To ensure that your results are valid, consider the following guidelines when you collect data, perform the analysis, and interpret your results.

You must use raw data
Each row contains measurements on a single item or subject. You must have two or more numeric columns, with each column representing a different measurement. You must delete rows with missing data from the worksheet before using this analysis.
The clustering process works best when you base the initial clustering on practical and/or engineering knowledge
However, if you have no a priori knowledge of initial clusters, you can perform the analysis without initializing the process by indicating only the number of clusters to form. For more information, go to Enter your data for Cluster K-Means.
To initialize the clustering process using a data column, you must have a column of values to indicate cluster membership
The initialization column must contain positive, consecutive integers or zeros (it should not contain all zeros). Initially, each observation is assigned to the cluster identified by the corresponding value in this column. An initialization of zero means that an observation is initially unassigned to a group. The number of distinct positive integers in the initial partition column equals the number of clusters in the final partition.
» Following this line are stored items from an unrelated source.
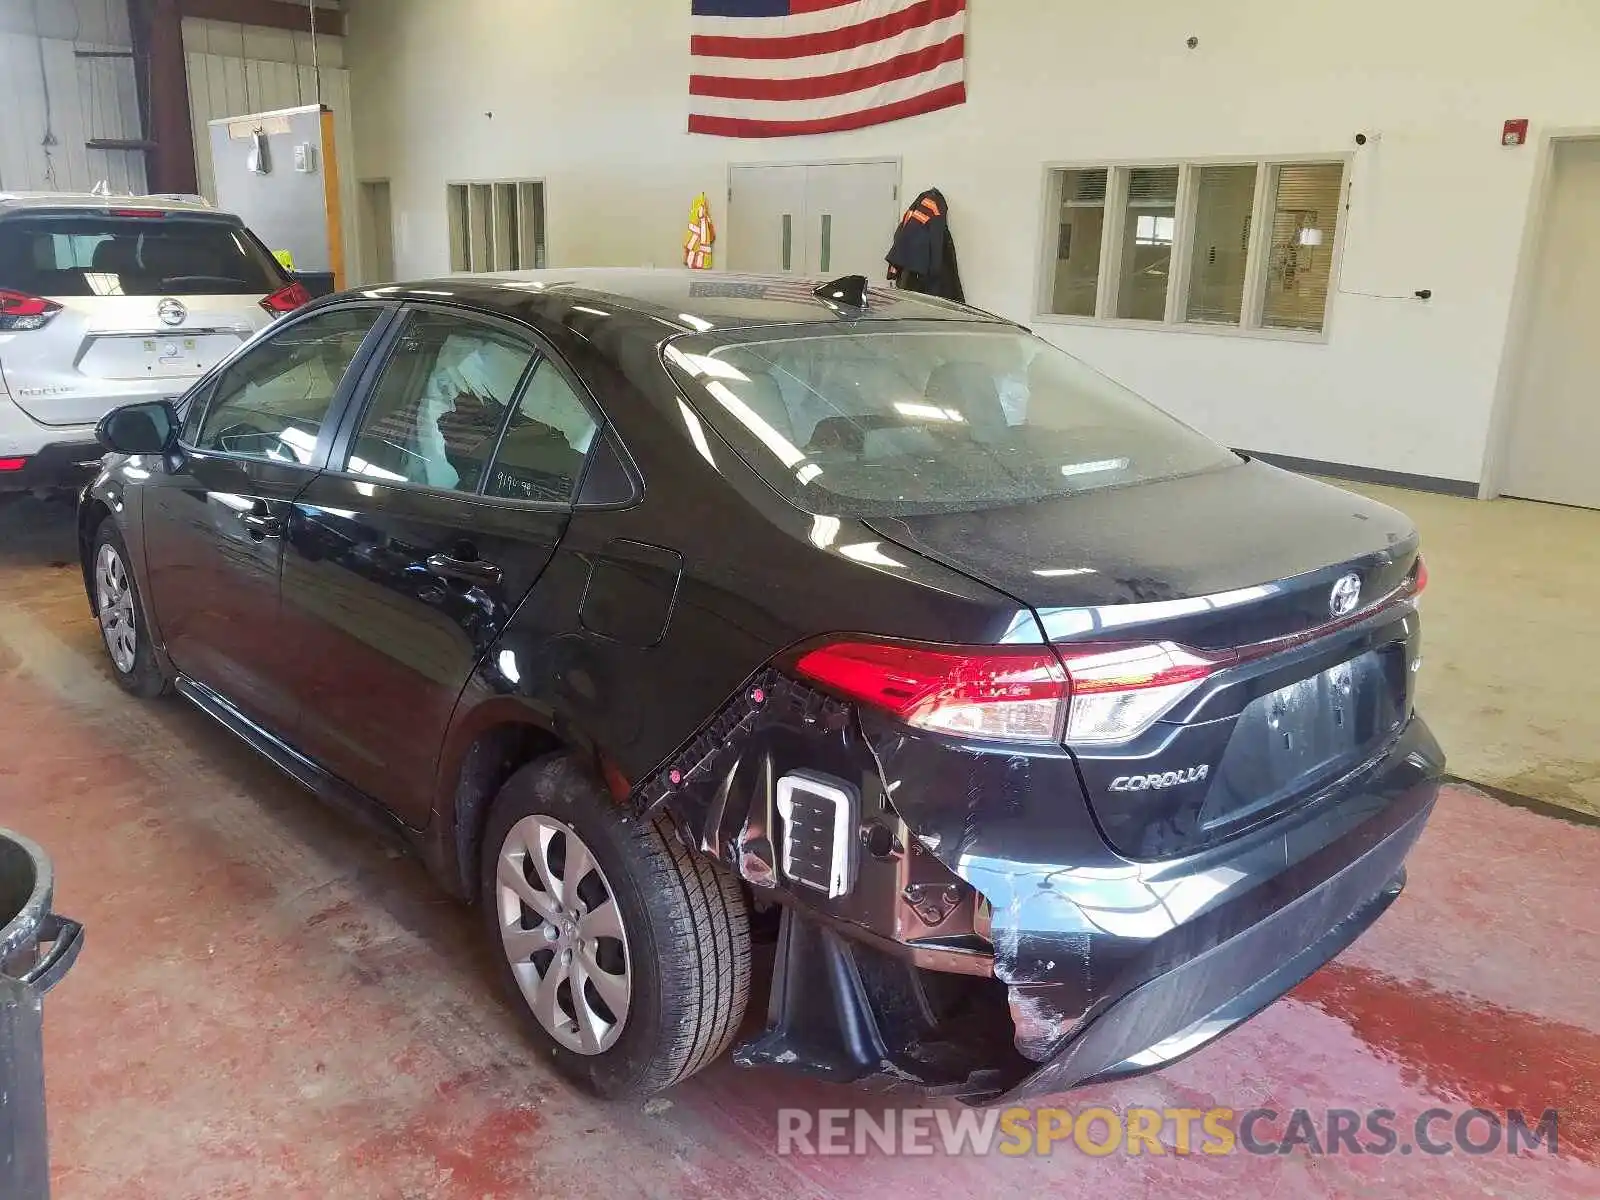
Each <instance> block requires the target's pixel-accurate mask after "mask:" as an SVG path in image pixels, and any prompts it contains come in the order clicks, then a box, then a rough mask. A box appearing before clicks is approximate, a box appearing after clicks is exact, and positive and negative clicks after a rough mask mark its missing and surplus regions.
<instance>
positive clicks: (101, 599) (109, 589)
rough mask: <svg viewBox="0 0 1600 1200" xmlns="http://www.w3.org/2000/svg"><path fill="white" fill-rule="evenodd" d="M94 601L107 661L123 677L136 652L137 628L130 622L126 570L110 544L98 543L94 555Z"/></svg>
mask: <svg viewBox="0 0 1600 1200" xmlns="http://www.w3.org/2000/svg"><path fill="white" fill-rule="evenodd" d="M94 602H96V608H98V610H99V622H101V635H102V637H104V638H106V650H109V651H110V661H112V662H114V664H117V670H120V672H122V674H123V675H126V674H128V672H130V670H133V662H134V659H136V658H138V653H139V627H138V624H136V621H134V611H133V584H130V582H128V568H126V565H125V563H123V562H122V555H120V554H117V547H115V546H112V544H110V542H102V544H101V547H99V554H96V555H94Z"/></svg>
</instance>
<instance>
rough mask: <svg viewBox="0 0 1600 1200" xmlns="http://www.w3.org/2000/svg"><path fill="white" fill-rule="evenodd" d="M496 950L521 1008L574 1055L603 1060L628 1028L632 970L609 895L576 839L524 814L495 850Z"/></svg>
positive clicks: (581, 841) (567, 1049)
mask: <svg viewBox="0 0 1600 1200" xmlns="http://www.w3.org/2000/svg"><path fill="white" fill-rule="evenodd" d="M494 896H496V906H498V910H499V930H501V944H502V946H504V949H506V957H507V960H509V962H510V966H512V974H515V978H517V986H518V987H520V989H522V995H523V998H525V1000H526V1002H528V1008H531V1010H533V1016H534V1019H538V1022H539V1024H541V1026H542V1027H544V1030H546V1032H547V1034H549V1035H550V1037H554V1038H555V1040H557V1043H560V1045H562V1046H565V1048H566V1050H571V1051H574V1053H578V1054H602V1053H605V1051H606V1050H610V1048H611V1046H613V1045H616V1040H618V1038H619V1037H621V1035H622V1029H624V1026H626V1024H627V1010H629V1003H630V998H632V982H634V981H632V971H630V960H629V950H627V931H626V930H624V928H622V914H621V910H619V909H618V902H616V891H614V890H613V888H611V882H610V880H608V878H606V875H605V872H603V870H602V869H600V864H598V862H597V861H595V856H594V853H592V851H590V850H589V846H587V845H584V840H582V838H581V837H578V832H576V830H574V829H573V827H571V826H568V824H565V822H562V821H557V819H555V818H550V816H544V814H538V813H536V814H533V816H525V818H523V819H522V821H518V822H517V824H515V826H512V827H510V832H509V834H507V835H506V840H504V842H502V843H501V853H499V866H498V867H496V885H494Z"/></svg>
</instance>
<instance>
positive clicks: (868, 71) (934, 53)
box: [690, 34, 966, 99]
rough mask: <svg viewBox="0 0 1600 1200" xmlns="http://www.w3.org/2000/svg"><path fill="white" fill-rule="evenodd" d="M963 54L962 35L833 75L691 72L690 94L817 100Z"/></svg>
mask: <svg viewBox="0 0 1600 1200" xmlns="http://www.w3.org/2000/svg"><path fill="white" fill-rule="evenodd" d="M965 53H966V48H965V38H963V35H962V34H957V35H955V37H952V38H949V40H946V42H942V43H939V45H936V46H923V48H922V50H914V51H910V53H907V54H896V56H894V58H891V59H885V61H883V62H874V64H872V66H869V67H854V69H853V70H838V72H834V74H832V75H810V77H805V78H726V77H717V75H690V94H691V96H722V98H725V99H818V98H821V96H840V94H843V93H848V91H861V90H862V88H874V86H877V85H880V83H891V82H894V80H901V78H907V77H910V75H920V74H923V72H925V70H931V69H933V67H938V66H941V64H944V62H955V61H960V59H962V56H963V54H965Z"/></svg>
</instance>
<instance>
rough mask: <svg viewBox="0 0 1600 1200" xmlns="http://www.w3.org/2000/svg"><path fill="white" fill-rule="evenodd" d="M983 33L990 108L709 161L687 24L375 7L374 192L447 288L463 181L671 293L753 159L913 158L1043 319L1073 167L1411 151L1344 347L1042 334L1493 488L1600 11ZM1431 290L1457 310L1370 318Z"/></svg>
mask: <svg viewBox="0 0 1600 1200" xmlns="http://www.w3.org/2000/svg"><path fill="white" fill-rule="evenodd" d="M970 10H971V11H970V40H968V94H970V101H968V104H966V106H965V107H962V109H954V110H949V112H942V114H933V115H928V117H920V118H914V120H909V122H899V123H896V125H886V126H878V128H875V130H862V131H856V133H846V134H834V136H822V138H800V139H784V141H778V142H760V141H744V142H741V141H726V139H714V138H699V136H696V138H691V136H688V134H686V133H685V114H686V77H688V67H690V62H688V37H690V3H688V0H653V2H651V3H638V2H637V0H450V3H442V2H440V0H350V5H349V30H347V34H349V35H347V38H346V54H347V61H349V64H350V70H352V93H354V98H355V104H357V107H355V142H357V157H358V171H360V174H362V176H363V178H379V176H382V178H389V179H390V181H392V187H394V208H395V219H397V229H395V254H397V267H398V270H400V274H402V275H418V274H426V272H438V270H445V269H446V262H448V246H446V224H445V186H443V184H445V179H446V178H451V179H470V178H475V176H482V178H509V176H538V178H544V179H546V181H547V205H549V218H547V219H549V253H550V262H552V264H554V266H573V264H645V262H656V264H670V262H675V261H677V258H678V253H680V250H678V248H680V245H682V237H683V221H685V216H686V210H688V203H690V200H691V198H693V195H694V194H696V192H698V190H701V189H704V190H706V192H709V194H710V195H712V197H714V198H715V197H722V195H725V181H726V168H728V163H731V162H786V160H824V158H843V157H867V155H899V157H901V158H902V162H904V181H902V182H904V194H907V195H910V194H915V192H917V190H918V189H922V187H926V186H934V184H936V186H939V187H942V189H944V192H946V195H947V197H949V198H950V203H952V211H954V230H955V238H957V246H958V250H960V256H962V269H963V277H965V283H966V290H968V296H970V299H971V301H973V302H974V304H979V306H982V307H987V309H994V310H997V312H1002V314H1006V315H1013V317H1019V318H1030V317H1032V307H1034V294H1035V280H1037V275H1035V272H1037V261H1038V259H1040V254H1042V250H1040V245H1042V211H1040V210H1042V203H1043V165H1045V163H1046V162H1098V160H1128V158H1168V157H1170V158H1181V157H1205V155H1254V154H1261V155H1277V154H1296V155H1301V154H1304V155H1328V154H1347V152H1352V150H1354V144H1352V139H1354V134H1355V133H1357V131H1358V130H1365V131H1368V133H1381V134H1382V136H1381V138H1379V139H1378V141H1376V142H1373V144H1371V146H1368V149H1365V150H1360V152H1357V157H1355V160H1354V170H1352V182H1354V192H1352V211H1350V213H1349V214H1347V218H1349V227H1347V235H1346V245H1344V261H1342V275H1341V278H1339V286H1341V291H1339V294H1338V296H1336V298H1334V302H1333V310H1331V320H1330V326H1328V339H1326V342H1325V344H1302V342H1290V341H1272V339H1264V338H1246V336H1226V334H1195V333H1182V331H1168V330H1150V331H1142V330H1110V328H1091V326H1082V325H1043V323H1040V325H1038V328H1040V330H1042V333H1043V334H1045V336H1046V338H1050V339H1051V341H1056V342H1058V344H1061V346H1064V347H1067V349H1070V350H1075V352H1078V354H1082V355H1083V357H1085V358H1088V360H1090V362H1093V363H1096V365H1099V366H1102V368H1104V370H1106V371H1109V373H1110V374H1114V376H1117V378H1120V379H1123V381H1125V382H1128V384H1131V386H1133V387H1136V389H1139V390H1142V392H1144V394H1146V395H1149V397H1150V398H1152V400H1155V402H1157V403H1160V405H1163V406H1165V408H1168V410H1170V411H1173V413H1176V414H1178V416H1181V418H1184V419H1187V421H1190V422H1194V424H1195V426H1198V427H1202V429H1203V430H1206V432H1208V434H1211V435H1213V437H1216V438H1219V440H1222V442H1227V443H1230V445H1238V446H1248V448H1253V450H1262V451H1275V453H1280V454H1296V456H1302V458H1315V459H1328V461H1339V462H1350V464H1360V466H1370V467H1381V469H1389V470H1403V472H1413V474H1422V475H1437V477H1445V478H1458V480H1477V478H1478V477H1480V469H1482V464H1483V459H1485V453H1486V440H1488V430H1490V422H1491V406H1493V398H1494V389H1496V374H1498V370H1499V362H1501V354H1502V346H1504V342H1506V330H1507V317H1509V307H1510V296H1512V285H1514V278H1515V272H1517V262H1518V253H1520V243H1522V235H1523V227H1525V222H1526V214H1528V202H1530V192H1531V181H1533V174H1534V163H1536V158H1538V147H1534V146H1528V147H1522V149H1506V147H1501V146H1499V128H1501V122H1502V120H1504V118H1507V117H1530V118H1533V130H1534V138H1538V134H1539V133H1541V130H1550V128H1557V126H1581V125H1595V126H1600V88H1597V86H1595V83H1594V78H1595V64H1597V62H1600V3H1594V2H1592V0H1523V3H1520V5H1515V6H1514V10H1507V11H1504V13H1498V14H1491V13H1486V11H1480V10H1472V8H1462V6H1461V5H1459V3H1451V2H1450V0H1406V2H1405V3H1395V2H1394V0H1341V3H1338V5H1330V3H1314V2H1312V0H1301V3H1291V2H1285V0H1213V3H1208V5H1194V3H1192V0H1146V3H1142V5H1117V3H1106V2H1104V0H1093V2H1091V0H1051V2H1050V3H1043V2H1040V0H970ZM1190 35H1194V37H1198V38H1200V46H1198V48H1197V50H1187V48H1186V45H1184V43H1186V38H1187V37H1190ZM488 114H493V117H491V115H488ZM720 208H722V205H717V210H720ZM723 237H726V230H723ZM723 245H726V243H723ZM1418 288H1430V290H1432V291H1434V299H1432V301H1430V302H1427V304H1421V302H1418V301H1414V299H1379V298H1373V296H1363V294H1357V293H1379V294H1400V296H1410V293H1413V291H1414V290H1418Z"/></svg>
Outliers can significantly influence the results
The presence of outliers, which are unusually large or small values in your data, can affect the clustering results. The clusters are often larger when outliers are not removed, and the resulting solution may not seem logical. Investigate outliers and remove any values that are due to measurement or recording errors. Extreme outliers may also be an indication of specific observations that are fundamentally different than all the other observations in your data set, perhaps due to some special cause. If there are practical reasons to not include extreme outliers in the analysis, consider re-running the analysis without them to see how they influence the results.